UNE NOUVELLE LIGUE
Le Diable doit être de plus en plus embêté. À notre époque, toutes les formes du Mal sont combattues par des Ligues qu’ont fondées les hommes de bonne volonté. Il existe une ligue internationale contre les rats qui, paraît-il, font, chaque année, pour cinq cents millions de dégâts (environ). Il y a une puissante ligue antialcoolique. La ligue contre la licence des rues empêche aussi la propagation de la littérature immorale. On s’est ligué pour simplifier l’orthographe ; pour protéger les missionnaires contre les cannibales ; pour empêcher les jolies femmes de porter des jupes trop courtes et pour interdire aux jeunes gens de se promener nu-tête. Il y a des ligues contre tous les abus ; et l’on ne rencontrera bientôt plus d’hommes fumant trop, dépensant trop ou faisant trop d’enfants. Toutes les maladies, toutes les erreurs et tous les vices sont combattus par les ligues modernes ; et tous les hommes d’aujourd’hui sont prêts à se liguer encore plus étroitement contre le mal que font les autres.
Eh bien ! je dis que le nombre des ligues existantes n’est pas encore assez grand : il en manque une. Je fonde aujourd’hui la Ligue de ceux qui ne marchent pas, la ligue de ceux qui s’engagent à n’entrer dans aucune autre ligue : la ligue de ceux qui demandent qu’on leur « f… la paix ».
Ma ligue sera essentiellement bienveillante : elle ne combattra jamais les autres. Car il y a des ligues qui font de la bonne besogne. Avec les cotisations annuelles que paient en maugréant des milliers d’indifférents, on construit des sanatoriums utiles. Liguez-vous, braves gens ! Mais lorsque, agglomérés par centaines de millions, vous aurez réussi à constituer une masse humaine formidable qui n’aura que de bons mouvements, ne croyez pas à la victoire complète de la Vertu.
Puisse-t-il y avoir toujours des Individus, des Égoïstes, aimant la solitude ! Jeanne d’Arc était seule quand elle a entendu ses Voix. Beethoven ne s’est fait aider par personne pour composer ses symphonies. Les grands penseurs, les grands artistes et les saints qui ont versé dans l’Âme humaine le trésor de leur âme unique étaient seuls au moment où ils ont pensé, ou agi.

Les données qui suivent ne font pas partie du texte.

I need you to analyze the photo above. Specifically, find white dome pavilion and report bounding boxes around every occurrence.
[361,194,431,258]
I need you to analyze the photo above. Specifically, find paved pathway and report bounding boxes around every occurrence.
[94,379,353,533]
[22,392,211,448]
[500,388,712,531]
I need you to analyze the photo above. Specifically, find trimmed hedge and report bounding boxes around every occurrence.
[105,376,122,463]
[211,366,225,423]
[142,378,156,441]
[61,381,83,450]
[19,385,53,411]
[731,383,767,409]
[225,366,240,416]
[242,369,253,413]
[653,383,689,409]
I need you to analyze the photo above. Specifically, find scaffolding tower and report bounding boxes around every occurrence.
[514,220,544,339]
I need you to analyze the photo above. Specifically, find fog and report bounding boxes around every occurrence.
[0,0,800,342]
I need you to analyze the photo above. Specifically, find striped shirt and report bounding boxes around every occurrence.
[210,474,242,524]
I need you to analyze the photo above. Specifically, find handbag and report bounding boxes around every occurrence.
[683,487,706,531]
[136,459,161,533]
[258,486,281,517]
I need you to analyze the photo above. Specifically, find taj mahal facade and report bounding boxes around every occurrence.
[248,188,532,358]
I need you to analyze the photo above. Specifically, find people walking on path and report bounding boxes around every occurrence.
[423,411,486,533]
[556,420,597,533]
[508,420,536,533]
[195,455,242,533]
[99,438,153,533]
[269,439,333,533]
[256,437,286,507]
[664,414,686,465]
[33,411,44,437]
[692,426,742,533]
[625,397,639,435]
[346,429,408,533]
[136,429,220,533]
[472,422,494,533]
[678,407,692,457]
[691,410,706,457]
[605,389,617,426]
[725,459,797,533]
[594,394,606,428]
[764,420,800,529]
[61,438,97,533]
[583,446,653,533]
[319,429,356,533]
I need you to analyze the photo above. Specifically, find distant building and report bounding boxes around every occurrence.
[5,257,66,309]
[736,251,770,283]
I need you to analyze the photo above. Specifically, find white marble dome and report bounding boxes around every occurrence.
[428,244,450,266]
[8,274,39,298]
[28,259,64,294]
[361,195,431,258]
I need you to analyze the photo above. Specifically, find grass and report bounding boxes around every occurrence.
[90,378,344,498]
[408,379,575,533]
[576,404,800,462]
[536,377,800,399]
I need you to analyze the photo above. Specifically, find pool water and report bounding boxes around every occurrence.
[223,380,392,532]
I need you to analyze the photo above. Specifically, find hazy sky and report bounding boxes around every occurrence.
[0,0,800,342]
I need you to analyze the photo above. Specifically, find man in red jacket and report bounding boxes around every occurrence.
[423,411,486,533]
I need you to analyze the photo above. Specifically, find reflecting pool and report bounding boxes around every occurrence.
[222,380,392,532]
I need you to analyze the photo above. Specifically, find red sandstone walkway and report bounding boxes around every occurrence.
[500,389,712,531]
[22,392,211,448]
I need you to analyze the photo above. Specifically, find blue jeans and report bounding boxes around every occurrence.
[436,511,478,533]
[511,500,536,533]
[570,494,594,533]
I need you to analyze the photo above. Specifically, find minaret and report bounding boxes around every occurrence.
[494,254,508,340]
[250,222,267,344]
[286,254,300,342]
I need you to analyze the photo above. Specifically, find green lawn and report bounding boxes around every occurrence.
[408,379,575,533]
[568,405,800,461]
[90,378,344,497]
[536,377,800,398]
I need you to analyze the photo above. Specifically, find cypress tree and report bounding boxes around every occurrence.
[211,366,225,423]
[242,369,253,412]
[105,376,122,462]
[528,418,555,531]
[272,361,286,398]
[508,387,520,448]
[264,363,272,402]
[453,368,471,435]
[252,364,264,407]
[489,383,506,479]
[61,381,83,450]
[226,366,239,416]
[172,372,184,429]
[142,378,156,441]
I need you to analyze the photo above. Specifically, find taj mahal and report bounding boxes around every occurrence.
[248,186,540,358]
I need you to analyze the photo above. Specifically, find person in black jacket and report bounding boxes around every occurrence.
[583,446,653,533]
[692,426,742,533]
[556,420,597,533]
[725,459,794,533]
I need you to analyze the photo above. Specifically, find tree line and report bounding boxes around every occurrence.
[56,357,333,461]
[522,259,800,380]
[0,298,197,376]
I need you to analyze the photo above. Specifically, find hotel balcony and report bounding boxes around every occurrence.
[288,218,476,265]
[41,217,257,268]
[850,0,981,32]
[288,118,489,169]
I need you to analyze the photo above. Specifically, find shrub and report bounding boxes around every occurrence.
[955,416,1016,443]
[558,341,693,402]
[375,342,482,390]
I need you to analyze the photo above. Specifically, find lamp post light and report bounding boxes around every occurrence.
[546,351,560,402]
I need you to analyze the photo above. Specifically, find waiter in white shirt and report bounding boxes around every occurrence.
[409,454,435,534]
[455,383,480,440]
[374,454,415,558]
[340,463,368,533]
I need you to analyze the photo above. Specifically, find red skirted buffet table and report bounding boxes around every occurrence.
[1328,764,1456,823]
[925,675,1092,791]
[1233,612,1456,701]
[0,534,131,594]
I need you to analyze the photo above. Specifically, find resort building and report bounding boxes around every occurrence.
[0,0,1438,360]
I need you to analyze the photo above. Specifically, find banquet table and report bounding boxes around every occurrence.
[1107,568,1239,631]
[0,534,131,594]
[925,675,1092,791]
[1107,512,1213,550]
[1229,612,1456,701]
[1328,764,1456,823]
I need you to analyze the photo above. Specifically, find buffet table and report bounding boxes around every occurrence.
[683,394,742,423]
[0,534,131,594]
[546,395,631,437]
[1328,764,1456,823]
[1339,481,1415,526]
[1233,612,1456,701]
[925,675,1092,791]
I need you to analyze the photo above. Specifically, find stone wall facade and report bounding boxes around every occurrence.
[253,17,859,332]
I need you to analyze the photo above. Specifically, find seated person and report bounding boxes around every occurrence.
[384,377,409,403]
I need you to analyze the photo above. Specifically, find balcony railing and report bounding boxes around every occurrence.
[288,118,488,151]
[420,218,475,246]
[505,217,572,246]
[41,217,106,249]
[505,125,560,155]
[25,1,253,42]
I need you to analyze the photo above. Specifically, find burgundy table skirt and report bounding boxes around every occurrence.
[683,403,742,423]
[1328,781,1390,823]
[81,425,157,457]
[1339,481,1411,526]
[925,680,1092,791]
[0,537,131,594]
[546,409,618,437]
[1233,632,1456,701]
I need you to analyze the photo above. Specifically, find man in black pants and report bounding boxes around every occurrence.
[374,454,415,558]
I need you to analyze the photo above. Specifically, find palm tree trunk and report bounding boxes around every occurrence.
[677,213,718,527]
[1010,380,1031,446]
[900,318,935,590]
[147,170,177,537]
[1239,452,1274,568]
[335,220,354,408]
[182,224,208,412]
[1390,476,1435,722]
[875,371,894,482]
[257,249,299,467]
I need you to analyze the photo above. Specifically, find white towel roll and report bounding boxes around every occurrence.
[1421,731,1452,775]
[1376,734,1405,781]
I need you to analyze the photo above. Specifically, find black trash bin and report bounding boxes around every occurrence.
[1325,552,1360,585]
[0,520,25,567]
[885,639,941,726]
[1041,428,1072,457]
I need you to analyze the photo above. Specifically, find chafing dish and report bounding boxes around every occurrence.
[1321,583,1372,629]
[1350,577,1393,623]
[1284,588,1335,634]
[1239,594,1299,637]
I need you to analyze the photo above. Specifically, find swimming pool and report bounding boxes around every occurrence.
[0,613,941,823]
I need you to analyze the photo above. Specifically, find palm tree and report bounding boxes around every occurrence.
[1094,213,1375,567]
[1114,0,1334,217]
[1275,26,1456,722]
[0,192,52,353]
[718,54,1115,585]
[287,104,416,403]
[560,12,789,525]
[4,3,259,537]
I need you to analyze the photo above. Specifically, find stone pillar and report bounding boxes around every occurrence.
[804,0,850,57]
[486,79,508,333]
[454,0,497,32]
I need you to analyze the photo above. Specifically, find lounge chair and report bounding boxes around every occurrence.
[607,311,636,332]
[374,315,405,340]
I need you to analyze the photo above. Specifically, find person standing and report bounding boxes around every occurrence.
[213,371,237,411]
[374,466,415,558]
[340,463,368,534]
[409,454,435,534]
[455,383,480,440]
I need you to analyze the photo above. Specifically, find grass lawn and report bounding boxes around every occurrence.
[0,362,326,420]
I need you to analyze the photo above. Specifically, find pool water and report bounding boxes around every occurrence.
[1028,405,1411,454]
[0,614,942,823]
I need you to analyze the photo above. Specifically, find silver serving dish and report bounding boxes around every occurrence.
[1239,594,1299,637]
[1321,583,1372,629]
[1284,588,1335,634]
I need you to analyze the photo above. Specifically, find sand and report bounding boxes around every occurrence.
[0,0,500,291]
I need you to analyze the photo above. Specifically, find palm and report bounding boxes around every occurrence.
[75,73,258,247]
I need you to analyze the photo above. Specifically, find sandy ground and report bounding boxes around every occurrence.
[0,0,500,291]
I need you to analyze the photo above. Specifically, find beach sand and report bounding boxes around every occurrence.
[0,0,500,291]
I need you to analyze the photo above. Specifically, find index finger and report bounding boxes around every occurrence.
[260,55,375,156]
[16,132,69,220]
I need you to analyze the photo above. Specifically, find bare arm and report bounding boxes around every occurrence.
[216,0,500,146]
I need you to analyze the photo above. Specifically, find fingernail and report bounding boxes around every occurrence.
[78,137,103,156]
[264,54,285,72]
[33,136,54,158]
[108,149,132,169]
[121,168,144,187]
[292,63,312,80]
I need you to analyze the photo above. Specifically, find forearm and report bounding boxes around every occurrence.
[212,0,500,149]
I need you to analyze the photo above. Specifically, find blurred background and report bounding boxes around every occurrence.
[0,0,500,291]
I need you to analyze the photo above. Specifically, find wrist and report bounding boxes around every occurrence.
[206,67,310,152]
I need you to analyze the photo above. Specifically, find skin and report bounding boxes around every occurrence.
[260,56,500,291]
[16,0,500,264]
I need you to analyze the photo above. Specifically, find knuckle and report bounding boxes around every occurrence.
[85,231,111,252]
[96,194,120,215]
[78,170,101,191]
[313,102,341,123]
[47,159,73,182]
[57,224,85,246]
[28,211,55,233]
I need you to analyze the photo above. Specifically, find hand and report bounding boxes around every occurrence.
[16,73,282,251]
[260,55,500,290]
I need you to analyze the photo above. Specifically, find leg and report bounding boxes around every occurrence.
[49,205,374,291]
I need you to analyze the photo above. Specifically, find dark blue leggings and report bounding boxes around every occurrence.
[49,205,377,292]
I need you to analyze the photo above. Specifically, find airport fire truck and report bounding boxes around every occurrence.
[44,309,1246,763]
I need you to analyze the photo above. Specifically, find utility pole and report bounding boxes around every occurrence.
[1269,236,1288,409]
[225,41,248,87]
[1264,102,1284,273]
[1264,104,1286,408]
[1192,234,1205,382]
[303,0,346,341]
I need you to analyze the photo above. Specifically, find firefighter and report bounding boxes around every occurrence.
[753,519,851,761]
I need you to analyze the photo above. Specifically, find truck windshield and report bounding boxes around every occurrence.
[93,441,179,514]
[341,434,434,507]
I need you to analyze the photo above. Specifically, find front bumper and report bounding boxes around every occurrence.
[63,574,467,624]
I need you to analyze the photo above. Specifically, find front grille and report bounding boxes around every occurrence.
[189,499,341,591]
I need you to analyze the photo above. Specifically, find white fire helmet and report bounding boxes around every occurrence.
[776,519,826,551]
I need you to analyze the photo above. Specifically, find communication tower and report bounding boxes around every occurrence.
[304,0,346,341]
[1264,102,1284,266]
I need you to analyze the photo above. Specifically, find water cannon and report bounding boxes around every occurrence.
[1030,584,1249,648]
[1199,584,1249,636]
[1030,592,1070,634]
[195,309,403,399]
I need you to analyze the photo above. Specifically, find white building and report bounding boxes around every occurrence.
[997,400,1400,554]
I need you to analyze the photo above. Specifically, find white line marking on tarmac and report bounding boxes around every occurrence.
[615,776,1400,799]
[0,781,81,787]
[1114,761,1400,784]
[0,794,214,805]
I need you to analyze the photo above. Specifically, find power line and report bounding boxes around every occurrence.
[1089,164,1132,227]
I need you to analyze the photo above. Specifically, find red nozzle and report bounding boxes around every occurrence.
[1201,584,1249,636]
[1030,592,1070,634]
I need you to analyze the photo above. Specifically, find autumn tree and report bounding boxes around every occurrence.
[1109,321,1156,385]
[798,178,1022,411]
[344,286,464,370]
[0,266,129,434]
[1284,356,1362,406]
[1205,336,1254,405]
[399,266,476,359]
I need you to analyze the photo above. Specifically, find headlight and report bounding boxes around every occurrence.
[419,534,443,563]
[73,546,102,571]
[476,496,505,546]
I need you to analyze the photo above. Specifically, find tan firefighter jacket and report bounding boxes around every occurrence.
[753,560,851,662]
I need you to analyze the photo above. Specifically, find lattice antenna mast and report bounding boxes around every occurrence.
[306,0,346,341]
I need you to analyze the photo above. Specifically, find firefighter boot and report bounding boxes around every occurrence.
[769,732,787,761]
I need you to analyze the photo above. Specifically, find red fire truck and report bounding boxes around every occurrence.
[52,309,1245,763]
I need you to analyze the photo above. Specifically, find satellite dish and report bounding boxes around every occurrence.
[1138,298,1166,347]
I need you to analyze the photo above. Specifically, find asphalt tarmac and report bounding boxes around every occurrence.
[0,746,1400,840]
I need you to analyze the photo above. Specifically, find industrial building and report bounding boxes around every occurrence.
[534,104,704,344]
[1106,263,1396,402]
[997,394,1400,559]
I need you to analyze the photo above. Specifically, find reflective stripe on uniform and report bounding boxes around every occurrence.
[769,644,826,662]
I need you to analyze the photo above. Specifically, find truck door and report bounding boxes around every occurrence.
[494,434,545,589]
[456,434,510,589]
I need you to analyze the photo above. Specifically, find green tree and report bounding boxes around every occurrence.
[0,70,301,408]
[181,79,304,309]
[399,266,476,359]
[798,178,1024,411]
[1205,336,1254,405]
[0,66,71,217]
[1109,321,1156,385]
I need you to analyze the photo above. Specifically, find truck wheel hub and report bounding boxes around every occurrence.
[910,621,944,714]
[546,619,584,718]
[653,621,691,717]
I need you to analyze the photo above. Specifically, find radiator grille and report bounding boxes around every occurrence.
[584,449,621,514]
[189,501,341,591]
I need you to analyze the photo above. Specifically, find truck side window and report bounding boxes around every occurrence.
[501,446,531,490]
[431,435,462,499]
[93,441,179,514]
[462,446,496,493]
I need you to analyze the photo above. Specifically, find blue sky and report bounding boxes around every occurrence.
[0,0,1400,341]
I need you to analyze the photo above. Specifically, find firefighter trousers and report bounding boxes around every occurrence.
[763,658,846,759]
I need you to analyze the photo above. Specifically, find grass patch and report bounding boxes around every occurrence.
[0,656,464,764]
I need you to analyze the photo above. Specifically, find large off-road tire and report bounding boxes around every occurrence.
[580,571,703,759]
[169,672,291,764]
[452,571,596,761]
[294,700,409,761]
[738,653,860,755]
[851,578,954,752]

Des ouvriers nombreux qui travaillent ensemble dans une fabrique font beaucoup plus d’ouvrage que s’ils travaillaient séparément. Mais quand des centaines d’hommes se réunissent pour penser, ils ne parviennent qu’à composer un Parlement, ou un congrès. Et lorsque, par centaines de mille, ils marchent en rangs serrés sous les ordres d’un seul chef, c’est toujours pour aller tuer.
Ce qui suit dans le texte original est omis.